The effect of steep lateral bathymetries on the 3D-hydrodynamics in tidal estuaries

Abstract

In estuaries, the part of a river where the flow is predominantly driven by the tide, the water motion is important to understand. For instance, by understanding the flow, one can better predict how pollutants are transported, or when flooding is likely to occur. However, much is still unknown about certain aspects of the water motion, such as how the hydrodynamics are influenced by the steepness of the river bed.

In this thesis, the effect of steep lateral inclines on the river bed is systematically investigated. Because these steep inclines come with significant mathematical challenges, a new model for the water motion in estuaries is developed.
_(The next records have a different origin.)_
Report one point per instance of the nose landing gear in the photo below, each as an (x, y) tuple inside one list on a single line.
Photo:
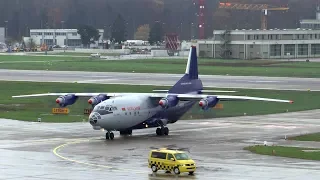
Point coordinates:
[(162, 131), (110, 135)]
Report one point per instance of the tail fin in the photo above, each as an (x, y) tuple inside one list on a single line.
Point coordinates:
[(189, 83)]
To study the effects of steepness, the model is applied to short estuaries with increasingly deep channels with increasingly steep inclines in the middle of the river, and shallower waters closer to the banks. The results indicate that during flood, i.e. the moment when flow into the estuary is strongest, water flows in through the deep channel and then from the channel towards the banks. During ebb, this pattern is reversed. For estuaries with steeper beds, currents are stronger, and the previously mentioned pattern is more pronounced.
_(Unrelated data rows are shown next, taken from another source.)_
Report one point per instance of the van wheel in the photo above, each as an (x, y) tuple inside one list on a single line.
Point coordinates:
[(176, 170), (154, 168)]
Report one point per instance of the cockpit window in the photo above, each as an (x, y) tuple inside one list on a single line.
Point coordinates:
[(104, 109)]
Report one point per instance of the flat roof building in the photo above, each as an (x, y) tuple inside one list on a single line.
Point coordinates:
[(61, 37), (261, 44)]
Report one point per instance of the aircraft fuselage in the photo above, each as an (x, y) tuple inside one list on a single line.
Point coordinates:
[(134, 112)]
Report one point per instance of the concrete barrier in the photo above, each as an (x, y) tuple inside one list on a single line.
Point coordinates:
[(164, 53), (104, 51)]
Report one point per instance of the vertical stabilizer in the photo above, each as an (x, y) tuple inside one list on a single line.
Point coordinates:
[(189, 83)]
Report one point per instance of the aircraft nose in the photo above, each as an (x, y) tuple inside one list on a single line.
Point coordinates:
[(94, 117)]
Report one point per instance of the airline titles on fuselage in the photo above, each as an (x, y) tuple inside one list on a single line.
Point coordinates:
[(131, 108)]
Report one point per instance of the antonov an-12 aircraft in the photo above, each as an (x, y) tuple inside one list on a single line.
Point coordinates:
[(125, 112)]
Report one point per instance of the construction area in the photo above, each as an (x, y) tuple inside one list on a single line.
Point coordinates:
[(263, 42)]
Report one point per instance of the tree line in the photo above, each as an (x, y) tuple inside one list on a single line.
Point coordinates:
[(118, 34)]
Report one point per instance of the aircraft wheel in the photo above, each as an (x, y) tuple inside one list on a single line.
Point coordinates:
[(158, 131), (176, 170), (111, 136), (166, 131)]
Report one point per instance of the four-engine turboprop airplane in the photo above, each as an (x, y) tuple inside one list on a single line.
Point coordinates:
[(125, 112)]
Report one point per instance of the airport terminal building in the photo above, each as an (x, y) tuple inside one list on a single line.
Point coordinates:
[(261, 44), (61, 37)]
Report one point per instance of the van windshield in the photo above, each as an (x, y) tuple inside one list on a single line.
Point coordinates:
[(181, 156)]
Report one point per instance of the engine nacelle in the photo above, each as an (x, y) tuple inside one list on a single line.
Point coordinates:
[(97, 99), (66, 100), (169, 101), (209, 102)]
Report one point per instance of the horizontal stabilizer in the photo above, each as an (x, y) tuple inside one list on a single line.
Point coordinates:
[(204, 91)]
Through a process known as momentum advection, so-called residual currents appear that are present regardless of the phase of the tidal cycle. Because these residual currents produce net transport by the movement of water, they are crucial in many transport processes involving sand, mud, salt, pollutants or other materials. The structure of the current is as follows: in the deeper channels, the residual current flows from the sea into the channel, and close to the banks,water flows out of the estuary. Steeper beds cause the residual flow to become stronger and (indirectly) because of the Coriolis effect, notably asymmetric.